One of the senior staff hurried over and explained that the new bowl had been specially prepared for me as it wasn’t available from the buffet that night.
For a moment, I was genuinely struck dumb and touched greatly by this unexpected act of generosity and kindness – which was especially appreciated after what had happened during the previous hour, although the restaurant folks knew nothing about it.
Fortunately, though, I quickly remembered my manners, and I thanked them very much a couple of times.
I sat down, fired up the Kindle to begin reading and found the new bowl of food too good to resist, so I started eating from that first.
A few minutes of very welcome eating and reading passed…until I found that the indigestion-like pain was not only still there, but that I couldn’t eat another bite.

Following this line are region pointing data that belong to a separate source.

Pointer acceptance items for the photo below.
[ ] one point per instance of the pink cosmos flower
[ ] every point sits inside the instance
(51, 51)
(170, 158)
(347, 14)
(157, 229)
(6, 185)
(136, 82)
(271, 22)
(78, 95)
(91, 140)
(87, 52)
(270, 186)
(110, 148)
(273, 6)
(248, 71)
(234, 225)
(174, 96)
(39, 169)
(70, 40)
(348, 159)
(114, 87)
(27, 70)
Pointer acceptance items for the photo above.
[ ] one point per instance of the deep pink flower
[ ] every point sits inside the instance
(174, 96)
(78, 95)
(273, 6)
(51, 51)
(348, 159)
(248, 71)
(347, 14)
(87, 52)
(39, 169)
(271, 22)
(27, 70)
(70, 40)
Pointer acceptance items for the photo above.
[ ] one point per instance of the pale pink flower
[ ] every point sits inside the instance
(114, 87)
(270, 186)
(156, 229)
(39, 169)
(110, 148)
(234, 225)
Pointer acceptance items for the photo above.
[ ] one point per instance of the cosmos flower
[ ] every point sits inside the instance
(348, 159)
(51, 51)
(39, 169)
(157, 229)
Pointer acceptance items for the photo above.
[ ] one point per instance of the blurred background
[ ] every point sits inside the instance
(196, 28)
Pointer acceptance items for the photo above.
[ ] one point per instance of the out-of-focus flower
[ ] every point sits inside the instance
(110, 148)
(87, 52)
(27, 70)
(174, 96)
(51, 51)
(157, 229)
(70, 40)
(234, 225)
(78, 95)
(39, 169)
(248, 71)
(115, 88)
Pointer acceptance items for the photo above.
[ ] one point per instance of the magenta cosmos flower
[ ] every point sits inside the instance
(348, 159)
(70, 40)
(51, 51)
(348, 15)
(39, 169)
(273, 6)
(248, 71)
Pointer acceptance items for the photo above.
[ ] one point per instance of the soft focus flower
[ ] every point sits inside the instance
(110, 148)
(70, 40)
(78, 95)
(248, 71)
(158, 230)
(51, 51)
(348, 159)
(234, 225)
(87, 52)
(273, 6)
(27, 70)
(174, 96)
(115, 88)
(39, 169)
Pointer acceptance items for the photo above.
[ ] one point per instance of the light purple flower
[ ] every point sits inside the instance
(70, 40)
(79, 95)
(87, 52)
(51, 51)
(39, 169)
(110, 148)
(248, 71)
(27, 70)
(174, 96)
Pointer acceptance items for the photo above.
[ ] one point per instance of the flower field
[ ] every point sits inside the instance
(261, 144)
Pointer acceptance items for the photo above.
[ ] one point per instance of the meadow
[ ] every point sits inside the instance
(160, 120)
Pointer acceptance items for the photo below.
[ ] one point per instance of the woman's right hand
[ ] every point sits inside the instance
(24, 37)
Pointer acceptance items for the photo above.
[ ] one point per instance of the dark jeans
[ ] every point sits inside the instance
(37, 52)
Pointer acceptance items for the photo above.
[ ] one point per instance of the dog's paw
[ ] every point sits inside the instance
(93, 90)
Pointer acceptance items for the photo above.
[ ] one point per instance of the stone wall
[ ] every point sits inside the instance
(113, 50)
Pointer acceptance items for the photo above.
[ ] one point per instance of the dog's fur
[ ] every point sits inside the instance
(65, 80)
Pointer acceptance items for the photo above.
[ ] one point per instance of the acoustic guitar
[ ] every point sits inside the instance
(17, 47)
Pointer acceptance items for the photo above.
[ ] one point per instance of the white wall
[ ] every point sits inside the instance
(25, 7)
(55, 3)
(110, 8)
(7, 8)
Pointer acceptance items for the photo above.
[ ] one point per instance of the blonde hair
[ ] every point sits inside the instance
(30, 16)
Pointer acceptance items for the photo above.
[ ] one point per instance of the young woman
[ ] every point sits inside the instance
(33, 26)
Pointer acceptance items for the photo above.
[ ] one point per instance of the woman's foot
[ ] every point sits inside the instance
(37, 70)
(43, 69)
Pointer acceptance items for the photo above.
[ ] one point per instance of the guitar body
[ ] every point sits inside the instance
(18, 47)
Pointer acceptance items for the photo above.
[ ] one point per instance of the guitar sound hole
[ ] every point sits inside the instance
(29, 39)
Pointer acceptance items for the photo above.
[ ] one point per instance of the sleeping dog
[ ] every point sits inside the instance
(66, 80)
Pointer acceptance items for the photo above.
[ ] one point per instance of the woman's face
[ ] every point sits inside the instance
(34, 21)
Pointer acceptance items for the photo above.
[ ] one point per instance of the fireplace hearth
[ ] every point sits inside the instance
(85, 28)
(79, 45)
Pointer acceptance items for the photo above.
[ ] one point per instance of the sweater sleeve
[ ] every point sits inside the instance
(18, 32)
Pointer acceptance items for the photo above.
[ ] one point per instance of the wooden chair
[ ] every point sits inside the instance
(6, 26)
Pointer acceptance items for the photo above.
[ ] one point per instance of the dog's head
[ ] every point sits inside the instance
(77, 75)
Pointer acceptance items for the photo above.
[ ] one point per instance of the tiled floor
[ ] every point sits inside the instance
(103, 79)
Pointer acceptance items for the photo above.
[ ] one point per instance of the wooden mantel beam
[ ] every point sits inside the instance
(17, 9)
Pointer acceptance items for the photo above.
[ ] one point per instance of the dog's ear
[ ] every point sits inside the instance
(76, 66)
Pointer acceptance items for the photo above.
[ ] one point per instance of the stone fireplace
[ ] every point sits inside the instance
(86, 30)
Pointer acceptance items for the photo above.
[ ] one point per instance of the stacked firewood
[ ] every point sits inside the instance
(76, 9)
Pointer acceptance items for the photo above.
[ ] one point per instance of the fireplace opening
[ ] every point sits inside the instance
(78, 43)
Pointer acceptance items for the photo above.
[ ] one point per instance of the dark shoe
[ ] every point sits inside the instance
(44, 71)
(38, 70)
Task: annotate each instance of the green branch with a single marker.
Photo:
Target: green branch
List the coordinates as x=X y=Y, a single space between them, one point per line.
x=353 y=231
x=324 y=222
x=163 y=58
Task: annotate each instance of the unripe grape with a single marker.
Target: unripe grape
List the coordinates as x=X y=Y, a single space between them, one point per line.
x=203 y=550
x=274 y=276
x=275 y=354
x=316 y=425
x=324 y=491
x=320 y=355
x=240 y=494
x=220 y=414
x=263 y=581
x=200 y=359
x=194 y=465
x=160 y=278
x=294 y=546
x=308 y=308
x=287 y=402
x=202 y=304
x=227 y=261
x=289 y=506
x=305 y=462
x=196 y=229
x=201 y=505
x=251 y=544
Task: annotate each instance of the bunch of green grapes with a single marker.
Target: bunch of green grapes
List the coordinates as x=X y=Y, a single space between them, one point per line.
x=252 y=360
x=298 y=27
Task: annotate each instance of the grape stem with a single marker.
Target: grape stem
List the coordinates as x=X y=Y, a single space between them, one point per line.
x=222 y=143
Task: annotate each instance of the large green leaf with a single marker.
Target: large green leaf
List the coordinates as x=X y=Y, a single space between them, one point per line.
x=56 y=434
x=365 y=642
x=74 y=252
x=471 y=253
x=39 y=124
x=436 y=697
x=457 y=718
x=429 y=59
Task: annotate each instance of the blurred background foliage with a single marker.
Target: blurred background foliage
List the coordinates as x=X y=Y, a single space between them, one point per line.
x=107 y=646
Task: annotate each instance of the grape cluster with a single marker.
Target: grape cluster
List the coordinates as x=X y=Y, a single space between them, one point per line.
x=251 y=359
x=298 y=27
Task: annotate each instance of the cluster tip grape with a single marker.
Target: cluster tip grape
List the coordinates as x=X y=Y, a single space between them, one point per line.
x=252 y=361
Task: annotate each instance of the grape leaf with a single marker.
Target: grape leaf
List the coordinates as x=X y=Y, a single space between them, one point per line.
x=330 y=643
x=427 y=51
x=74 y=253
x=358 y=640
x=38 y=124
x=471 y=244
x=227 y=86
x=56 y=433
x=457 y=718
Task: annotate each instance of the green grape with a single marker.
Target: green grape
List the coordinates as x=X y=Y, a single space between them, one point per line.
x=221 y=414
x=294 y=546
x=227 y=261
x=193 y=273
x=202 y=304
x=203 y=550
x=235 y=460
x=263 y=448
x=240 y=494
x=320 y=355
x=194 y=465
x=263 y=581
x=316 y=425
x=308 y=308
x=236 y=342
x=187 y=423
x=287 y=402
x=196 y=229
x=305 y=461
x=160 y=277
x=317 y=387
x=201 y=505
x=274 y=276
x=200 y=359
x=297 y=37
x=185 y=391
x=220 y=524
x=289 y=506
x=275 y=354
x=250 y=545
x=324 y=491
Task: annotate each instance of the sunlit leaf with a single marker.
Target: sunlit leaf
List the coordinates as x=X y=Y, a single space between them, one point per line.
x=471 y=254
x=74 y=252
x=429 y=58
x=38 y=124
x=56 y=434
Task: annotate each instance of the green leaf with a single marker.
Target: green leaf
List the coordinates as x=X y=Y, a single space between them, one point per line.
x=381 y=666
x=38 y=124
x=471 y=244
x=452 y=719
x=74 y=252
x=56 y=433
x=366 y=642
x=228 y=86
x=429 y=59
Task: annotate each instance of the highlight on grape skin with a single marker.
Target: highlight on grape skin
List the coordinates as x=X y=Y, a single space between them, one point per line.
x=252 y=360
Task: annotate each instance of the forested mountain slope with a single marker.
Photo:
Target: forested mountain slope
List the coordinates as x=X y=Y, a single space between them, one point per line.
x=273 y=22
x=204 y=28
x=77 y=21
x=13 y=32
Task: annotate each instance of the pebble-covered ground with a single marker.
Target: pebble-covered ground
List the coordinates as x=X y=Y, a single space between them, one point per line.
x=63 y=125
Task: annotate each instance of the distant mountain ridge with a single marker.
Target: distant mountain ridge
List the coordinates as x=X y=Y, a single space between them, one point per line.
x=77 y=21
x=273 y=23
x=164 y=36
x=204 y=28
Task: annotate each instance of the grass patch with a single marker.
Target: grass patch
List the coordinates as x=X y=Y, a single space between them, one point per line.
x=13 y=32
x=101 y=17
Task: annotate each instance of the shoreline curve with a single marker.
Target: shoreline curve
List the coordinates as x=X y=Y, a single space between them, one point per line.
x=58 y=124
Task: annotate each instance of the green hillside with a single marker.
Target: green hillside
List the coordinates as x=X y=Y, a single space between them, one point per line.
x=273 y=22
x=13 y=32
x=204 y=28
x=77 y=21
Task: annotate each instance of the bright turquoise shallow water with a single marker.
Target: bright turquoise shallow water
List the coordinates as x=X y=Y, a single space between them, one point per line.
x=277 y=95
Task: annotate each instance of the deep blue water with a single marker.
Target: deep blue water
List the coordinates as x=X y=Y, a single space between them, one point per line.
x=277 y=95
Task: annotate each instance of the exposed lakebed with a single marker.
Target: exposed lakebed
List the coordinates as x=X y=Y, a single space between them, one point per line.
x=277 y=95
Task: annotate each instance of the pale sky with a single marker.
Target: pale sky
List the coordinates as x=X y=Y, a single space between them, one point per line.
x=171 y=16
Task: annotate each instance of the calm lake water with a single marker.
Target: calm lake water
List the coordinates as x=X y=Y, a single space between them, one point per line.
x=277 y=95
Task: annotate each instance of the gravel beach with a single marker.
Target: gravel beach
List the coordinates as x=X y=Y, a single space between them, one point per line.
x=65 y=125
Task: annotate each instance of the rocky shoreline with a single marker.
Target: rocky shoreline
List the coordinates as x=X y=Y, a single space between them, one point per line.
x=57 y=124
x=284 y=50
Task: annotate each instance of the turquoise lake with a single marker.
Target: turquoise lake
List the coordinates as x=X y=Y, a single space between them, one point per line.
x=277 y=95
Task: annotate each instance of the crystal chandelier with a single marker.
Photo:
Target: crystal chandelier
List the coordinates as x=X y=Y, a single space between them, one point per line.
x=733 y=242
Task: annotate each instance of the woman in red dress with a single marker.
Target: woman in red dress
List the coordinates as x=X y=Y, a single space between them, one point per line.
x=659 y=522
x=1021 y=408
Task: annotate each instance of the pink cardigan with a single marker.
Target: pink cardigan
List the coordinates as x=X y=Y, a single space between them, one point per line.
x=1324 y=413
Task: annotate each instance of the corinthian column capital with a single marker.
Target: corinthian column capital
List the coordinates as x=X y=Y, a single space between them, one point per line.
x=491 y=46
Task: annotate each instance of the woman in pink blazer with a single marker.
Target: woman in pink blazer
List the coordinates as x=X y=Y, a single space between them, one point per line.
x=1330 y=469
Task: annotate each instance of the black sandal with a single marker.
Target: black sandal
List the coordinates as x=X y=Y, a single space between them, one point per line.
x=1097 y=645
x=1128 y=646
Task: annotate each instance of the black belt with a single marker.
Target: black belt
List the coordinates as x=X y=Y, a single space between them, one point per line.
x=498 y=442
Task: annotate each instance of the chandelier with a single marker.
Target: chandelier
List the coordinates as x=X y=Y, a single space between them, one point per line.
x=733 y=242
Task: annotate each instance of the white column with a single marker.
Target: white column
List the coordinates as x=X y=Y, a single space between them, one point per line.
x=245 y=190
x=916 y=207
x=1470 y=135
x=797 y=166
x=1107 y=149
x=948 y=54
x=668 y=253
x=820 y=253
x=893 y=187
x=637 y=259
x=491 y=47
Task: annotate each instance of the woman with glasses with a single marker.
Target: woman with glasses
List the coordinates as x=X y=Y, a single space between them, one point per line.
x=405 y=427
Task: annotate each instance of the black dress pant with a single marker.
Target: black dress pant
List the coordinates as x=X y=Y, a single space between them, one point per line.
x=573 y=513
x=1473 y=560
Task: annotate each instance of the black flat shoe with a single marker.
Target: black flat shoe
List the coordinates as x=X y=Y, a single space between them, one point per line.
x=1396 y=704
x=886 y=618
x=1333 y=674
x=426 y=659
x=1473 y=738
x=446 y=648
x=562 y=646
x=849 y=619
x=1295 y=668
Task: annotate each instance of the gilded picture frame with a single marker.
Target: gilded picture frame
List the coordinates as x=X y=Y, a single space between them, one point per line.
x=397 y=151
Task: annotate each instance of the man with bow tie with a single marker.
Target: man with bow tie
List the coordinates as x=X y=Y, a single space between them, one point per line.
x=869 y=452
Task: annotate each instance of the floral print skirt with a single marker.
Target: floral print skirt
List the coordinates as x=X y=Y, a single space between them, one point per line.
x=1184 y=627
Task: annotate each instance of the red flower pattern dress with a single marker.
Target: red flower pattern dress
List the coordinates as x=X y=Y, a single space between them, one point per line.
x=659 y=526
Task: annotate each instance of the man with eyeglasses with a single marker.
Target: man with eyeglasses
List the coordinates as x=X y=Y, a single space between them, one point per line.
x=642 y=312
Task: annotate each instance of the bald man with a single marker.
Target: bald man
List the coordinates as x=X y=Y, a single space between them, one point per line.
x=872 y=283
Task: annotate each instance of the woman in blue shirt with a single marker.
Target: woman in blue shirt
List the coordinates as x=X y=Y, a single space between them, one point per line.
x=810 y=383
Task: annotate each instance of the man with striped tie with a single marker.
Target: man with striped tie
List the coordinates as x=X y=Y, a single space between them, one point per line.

There was only one thing to do.
I calmly went to the toilet, occupied a stall and calmly threw up what I’d just eaten.
That pain vanished, and my whole body relaxed.
I stood there for a moment and enjoyed a few deep breaths, and then I washed up and returned to my table.
I settled in with dinner and reading, and later some surfing.
Not long after, the large party at the nearby tables arrived. They were noisy, but it didn’t bother me.
A few hours later, on my way home and with my hands laden with two heavy carry-bags of groceries, I returned to Oxford and Crown.
Traffic was flowing normally again, and all sign of what had happened there a few hours before was completely gone.
A few times back at the restaurant, I had checked online for any news about the accident, but there had been none.
To my right across Oxford was Pie Face, but with my hands full of heavy groceries it wasn’t worth the effort to go there for a free mini-pie.
I waited until WALK appeared, and as I crossed Crown I glanced once more at where the victim of the accident had lain.
Again, no sign at all of what had happened there earlier.
I continued past and headed for home.